La CSRD, un enjeu stratégique pour les entreprises

Article 20.04.2024

Spécialisé dans la cession-acquisition d’entreprise, Jean-Marc Raza - associé Eurallia Finance Orléans, collabore avec le cabinet Crowe Becouze. Stéphanie Garnier, Expert-Comptable et commissaire aux comptes – associée du cabinet d’Angers et Charlotte Alix, Consultante RSE Senior, en charge de l’accompagnement des entreprises concernées par la mise en œuvre de la CSRD vous présentent ce qu’il faut retenir de cette directive. Quels sont les enjeux de durabilité ? Quelles sont les entreprises concernées ? Comment cela impacte le modèle d’affaires ?...

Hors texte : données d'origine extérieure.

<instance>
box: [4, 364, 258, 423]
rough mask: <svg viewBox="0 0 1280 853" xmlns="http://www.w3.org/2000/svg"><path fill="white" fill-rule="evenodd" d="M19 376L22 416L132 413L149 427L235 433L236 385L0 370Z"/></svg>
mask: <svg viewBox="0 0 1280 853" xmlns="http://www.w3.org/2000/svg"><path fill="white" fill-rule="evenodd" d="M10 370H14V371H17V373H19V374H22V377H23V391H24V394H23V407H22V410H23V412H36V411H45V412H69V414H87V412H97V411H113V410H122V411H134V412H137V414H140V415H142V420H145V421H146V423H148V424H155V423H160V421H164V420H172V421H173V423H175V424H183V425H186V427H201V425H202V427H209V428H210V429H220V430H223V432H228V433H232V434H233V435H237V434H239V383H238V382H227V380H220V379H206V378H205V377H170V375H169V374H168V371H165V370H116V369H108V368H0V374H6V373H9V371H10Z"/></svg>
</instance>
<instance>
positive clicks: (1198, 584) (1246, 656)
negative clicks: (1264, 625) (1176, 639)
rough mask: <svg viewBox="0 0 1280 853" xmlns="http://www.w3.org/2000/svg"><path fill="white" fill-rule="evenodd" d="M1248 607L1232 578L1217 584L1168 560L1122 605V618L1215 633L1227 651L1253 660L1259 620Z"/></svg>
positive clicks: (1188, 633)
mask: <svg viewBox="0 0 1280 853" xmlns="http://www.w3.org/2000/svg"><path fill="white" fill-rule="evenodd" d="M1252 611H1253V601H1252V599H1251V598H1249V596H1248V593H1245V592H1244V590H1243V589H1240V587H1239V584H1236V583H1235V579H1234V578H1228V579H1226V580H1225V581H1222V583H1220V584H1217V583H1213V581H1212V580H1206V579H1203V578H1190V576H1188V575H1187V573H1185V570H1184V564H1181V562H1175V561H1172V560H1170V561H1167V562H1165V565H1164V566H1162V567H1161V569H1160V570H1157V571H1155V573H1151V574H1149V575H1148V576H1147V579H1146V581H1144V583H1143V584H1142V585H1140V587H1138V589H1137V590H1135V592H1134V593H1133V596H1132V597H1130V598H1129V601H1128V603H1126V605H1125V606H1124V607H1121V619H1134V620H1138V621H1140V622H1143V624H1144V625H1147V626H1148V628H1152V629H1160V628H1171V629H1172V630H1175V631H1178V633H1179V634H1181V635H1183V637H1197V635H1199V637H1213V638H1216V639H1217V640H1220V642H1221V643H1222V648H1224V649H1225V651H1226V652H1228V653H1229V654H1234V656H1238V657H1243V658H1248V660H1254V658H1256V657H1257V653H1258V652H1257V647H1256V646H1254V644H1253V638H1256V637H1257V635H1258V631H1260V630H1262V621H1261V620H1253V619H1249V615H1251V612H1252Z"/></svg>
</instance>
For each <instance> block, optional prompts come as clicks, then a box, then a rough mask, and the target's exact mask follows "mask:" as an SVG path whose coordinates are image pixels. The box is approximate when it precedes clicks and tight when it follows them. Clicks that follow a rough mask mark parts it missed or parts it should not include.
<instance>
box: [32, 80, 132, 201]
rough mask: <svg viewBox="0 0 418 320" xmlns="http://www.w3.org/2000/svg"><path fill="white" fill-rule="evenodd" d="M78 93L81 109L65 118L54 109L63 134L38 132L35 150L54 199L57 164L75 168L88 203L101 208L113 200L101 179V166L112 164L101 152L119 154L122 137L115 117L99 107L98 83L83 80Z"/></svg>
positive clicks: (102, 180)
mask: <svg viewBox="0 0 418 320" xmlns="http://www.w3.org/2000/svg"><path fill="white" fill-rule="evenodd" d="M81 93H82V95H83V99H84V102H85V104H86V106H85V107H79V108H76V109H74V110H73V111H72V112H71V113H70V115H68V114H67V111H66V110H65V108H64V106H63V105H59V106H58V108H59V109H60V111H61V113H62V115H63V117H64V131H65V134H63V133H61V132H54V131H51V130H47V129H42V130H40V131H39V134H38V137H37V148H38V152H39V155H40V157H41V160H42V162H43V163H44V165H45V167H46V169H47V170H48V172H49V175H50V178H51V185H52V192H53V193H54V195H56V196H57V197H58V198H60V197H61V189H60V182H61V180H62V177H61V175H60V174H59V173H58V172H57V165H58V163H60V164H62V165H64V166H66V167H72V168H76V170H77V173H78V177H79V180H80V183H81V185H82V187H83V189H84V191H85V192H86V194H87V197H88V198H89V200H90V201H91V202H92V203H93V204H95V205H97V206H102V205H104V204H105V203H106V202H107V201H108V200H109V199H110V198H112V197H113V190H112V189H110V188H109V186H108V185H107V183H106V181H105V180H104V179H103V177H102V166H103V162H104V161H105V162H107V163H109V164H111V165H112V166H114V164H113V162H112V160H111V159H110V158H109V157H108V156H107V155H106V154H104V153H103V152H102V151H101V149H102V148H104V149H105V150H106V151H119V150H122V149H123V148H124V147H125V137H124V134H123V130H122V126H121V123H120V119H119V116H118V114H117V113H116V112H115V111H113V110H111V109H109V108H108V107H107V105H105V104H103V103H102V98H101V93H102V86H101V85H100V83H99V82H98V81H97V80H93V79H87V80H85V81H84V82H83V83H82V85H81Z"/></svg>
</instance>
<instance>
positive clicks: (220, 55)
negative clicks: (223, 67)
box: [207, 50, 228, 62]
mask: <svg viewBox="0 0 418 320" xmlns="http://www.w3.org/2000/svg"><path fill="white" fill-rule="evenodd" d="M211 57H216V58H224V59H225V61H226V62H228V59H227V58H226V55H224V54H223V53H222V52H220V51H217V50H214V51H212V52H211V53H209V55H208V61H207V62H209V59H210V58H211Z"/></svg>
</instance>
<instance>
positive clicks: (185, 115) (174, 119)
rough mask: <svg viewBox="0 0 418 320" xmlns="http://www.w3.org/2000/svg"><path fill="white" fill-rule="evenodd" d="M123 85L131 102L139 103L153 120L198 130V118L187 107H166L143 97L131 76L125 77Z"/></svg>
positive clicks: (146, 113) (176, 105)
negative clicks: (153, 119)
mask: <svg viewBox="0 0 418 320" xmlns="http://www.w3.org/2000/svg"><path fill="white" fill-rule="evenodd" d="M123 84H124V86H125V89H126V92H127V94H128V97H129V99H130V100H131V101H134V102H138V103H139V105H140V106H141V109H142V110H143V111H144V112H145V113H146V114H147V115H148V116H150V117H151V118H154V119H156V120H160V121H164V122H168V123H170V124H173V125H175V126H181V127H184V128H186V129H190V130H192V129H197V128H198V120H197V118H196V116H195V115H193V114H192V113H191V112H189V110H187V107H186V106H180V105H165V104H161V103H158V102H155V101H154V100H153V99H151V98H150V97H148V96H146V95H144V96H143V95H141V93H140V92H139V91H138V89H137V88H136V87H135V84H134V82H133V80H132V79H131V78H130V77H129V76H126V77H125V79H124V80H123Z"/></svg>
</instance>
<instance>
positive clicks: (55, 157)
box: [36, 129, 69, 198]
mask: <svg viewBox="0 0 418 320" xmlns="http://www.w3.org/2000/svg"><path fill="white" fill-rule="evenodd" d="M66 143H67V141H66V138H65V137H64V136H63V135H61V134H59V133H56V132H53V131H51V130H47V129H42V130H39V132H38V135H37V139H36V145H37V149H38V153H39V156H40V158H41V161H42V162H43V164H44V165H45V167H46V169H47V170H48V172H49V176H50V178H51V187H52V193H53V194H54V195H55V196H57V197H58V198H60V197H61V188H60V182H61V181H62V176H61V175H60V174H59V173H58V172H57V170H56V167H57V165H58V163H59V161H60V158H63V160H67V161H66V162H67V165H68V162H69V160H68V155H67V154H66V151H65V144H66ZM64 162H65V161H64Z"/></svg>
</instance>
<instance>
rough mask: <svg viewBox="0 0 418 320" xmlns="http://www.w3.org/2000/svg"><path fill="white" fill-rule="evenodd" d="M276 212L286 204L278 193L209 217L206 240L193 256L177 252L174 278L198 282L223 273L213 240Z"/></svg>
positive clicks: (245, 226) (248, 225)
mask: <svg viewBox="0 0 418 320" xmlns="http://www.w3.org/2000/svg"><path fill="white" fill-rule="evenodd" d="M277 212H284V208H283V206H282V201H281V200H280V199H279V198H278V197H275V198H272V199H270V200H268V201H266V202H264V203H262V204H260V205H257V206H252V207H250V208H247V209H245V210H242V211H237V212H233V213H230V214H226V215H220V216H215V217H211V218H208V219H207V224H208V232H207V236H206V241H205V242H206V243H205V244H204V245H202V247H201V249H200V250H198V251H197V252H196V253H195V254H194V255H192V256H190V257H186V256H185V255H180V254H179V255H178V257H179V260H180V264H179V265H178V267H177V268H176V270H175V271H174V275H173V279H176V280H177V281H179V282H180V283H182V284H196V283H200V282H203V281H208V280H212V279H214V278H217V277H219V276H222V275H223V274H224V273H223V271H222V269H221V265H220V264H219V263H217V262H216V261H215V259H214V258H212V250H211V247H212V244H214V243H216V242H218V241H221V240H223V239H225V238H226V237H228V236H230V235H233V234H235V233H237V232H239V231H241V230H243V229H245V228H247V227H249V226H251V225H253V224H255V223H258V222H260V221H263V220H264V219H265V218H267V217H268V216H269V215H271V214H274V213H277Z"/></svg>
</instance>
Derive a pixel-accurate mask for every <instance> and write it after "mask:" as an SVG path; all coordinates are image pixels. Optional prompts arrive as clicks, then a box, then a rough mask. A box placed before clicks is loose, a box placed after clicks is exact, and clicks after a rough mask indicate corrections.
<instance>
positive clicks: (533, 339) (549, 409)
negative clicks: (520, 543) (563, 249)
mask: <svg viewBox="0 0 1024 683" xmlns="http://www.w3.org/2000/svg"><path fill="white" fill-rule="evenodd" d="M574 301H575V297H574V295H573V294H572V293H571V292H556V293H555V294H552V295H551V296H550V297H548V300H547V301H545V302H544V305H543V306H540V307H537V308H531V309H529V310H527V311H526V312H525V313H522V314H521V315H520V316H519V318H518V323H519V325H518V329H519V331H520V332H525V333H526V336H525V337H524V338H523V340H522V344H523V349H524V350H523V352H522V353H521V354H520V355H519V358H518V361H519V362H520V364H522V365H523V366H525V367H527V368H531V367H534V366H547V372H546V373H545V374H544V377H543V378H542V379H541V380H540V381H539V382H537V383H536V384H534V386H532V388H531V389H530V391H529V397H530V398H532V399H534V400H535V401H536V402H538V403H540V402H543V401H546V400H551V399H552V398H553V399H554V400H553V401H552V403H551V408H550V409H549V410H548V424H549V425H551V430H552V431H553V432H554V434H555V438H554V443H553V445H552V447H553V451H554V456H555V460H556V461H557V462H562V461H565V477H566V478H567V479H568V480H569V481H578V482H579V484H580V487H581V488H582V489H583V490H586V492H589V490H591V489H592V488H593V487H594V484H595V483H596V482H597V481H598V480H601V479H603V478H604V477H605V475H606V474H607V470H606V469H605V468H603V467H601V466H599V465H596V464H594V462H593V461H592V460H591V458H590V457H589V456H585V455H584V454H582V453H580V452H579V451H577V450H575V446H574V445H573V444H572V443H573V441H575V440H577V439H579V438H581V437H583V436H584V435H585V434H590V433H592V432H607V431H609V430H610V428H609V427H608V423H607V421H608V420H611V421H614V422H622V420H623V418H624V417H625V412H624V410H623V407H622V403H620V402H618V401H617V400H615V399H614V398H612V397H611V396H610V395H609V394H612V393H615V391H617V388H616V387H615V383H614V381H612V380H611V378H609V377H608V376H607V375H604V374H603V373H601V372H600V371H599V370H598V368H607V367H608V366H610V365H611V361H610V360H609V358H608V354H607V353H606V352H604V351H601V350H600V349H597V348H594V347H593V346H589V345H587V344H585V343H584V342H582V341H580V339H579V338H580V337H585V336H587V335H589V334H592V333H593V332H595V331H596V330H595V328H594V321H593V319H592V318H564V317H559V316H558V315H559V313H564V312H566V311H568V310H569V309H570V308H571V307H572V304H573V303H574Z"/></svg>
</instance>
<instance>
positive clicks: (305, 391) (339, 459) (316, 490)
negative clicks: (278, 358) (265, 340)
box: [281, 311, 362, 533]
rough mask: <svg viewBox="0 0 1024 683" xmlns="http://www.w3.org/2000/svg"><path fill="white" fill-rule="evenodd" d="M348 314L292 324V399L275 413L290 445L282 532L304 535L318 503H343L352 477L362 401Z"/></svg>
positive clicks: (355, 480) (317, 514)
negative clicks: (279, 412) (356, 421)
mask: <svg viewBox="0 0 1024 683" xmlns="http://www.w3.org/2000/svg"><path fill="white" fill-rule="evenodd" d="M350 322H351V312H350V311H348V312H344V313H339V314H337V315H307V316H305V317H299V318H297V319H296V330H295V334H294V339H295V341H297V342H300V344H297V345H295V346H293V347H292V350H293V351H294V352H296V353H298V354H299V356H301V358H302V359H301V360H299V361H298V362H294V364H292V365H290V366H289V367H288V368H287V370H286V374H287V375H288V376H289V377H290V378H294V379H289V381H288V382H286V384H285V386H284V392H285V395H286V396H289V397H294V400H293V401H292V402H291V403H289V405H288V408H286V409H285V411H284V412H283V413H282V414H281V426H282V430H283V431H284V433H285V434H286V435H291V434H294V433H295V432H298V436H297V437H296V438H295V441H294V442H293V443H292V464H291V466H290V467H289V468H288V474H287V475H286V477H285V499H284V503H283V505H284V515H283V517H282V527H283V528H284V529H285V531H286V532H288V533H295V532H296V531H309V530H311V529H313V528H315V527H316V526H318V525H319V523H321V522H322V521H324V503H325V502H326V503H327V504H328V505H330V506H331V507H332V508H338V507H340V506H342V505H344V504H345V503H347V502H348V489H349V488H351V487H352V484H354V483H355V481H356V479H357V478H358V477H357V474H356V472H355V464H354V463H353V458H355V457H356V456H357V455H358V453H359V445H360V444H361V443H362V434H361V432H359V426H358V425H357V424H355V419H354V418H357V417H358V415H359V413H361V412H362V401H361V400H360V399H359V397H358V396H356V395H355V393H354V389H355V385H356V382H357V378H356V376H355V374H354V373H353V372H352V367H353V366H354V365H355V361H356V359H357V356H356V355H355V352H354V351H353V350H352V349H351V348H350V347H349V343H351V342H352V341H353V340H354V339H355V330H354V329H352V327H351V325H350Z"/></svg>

La CSRD, pour Corporate Sustainable Reporting Directive, a tout d’une petite révolution. En normalisant les rapports de développement durable des entreprises et en leur imposant une transparence inédite sur leurs enjeux de durabilité, la directive européenne1  porte le reporting extra-financier au même niveau d’exigence que le reporting financier. A terme – dès 2025 pour les grandes entreprises, plus progressivement pour les ETI et les PME2   – les parties prenantes de l’entreprise disposeront d’un « rapport de durabilité » audité et publié en annexe du rapport de gestion, centralisant des informations clés et comparables en matière de stratégie RSE.

La durabilité s’impose donc comme une « mega-trend » dont on commence à percevoir les implications pour les organisations. Loin d’être conjoncturelle et portée par le Green Deal européen, cette tendance reflète l’importance des sujets de durabilité en reconnaissant que ces enjeux ESG3 – à commencer par le dérèglement climatique et l’épuisement des ressources naturelles – constituent le principal facteur de mutation de nos économies pour les décennies à venir. 

Performances RSE et performance opérationnelle

Les analystes financiers, les fonds d’investissement et les négociateurs reconnaissent déjà qu’il existe une corrélation positive entre de bonnes performances RSE et une performance opérationnelle. Au-delà de l’atténuation des risques, ils y voient des opportunités de création de valeur. Ainsi, deux tiers des acheteurs sont prêts à payer plus pour une entreprise qui démontre un haut niveau de maturité en matière d’ESG4 .

Les entreprises ont donc tout intérêt à intégrer ces enjeux comme un facteur de transformation de leur environnement stratégique. Et on aurait tort de penser que le sujet ne concerne que les grandes entreprises. La CSRD impose aux organisations d’identifier et d’agir sur leurs impacts, leurs risques et leurs opportunités liés aux enjeux de durabilités, non seulement sur leurs opérations directes, mais également sur leur chaîne de valeur. Les grands donneurs d’ordre embarquent donc tout leur écosystème dans ce mouvement.

Une opportunité pour repenser son modèle d’affaires

 

Ce « cascading » est déjà à l’œuvre : les grands groupes se fixent des objectifs de réduction de leurs émissions de gaz à effet de serre qui vont bien au-delà de leurs scopes directs et s’étendent à leurs fournisseurs et leurs sous-traitants. Ils soumettent ces derniers à des questionnaires ESG de plus en plus exigeants, et à terme, leur demanderont des performances ESG solides et des métriques fiables, pour mettre en cohérence leur écosystème partenarial avec les objectifs et priorités RSE de leur organisation.

 

Pour les PME et les ETI, cette tendance de fond ne fera que s’accentuer et ne doit pas être vu comme une (seule) contrainte. Cette évolution représente une formidable opportunité de s’interroger sur la résilience de son modèle d’affaires, de se différencier auprès de ses clients en innovant et proposant des offres alternatives, d’attirer et de conserver ses talents, d’accéder plus facilement à des financements – qui déjà peuvent être indexés sur des indicateurs ESG... Pour des entreprises qui ne disposent pas d’une direction RSE, la tâche peut paraître ardue, tant la durabilité recouvre de multiples facettes et défis. Participer à des groupes de travail sectoriels, se rapprocher de ses organisations professionnelles ou s’appuyer sur l’expérience d’experts externes peuvent permettre de structurer ou renforcer sa démarche. 

 

 

[1] La Directive a été transposée en droit français en décembre 2023

[2] Dès 2025 (publication 2026) pour les grands groupes remplissant au moins 2 des 3 seuils suivants : effectif > 250, CAHT > 60 M€, total bilan > 30 M€. Dès 2026 (publication 2027) pour les PME cotées.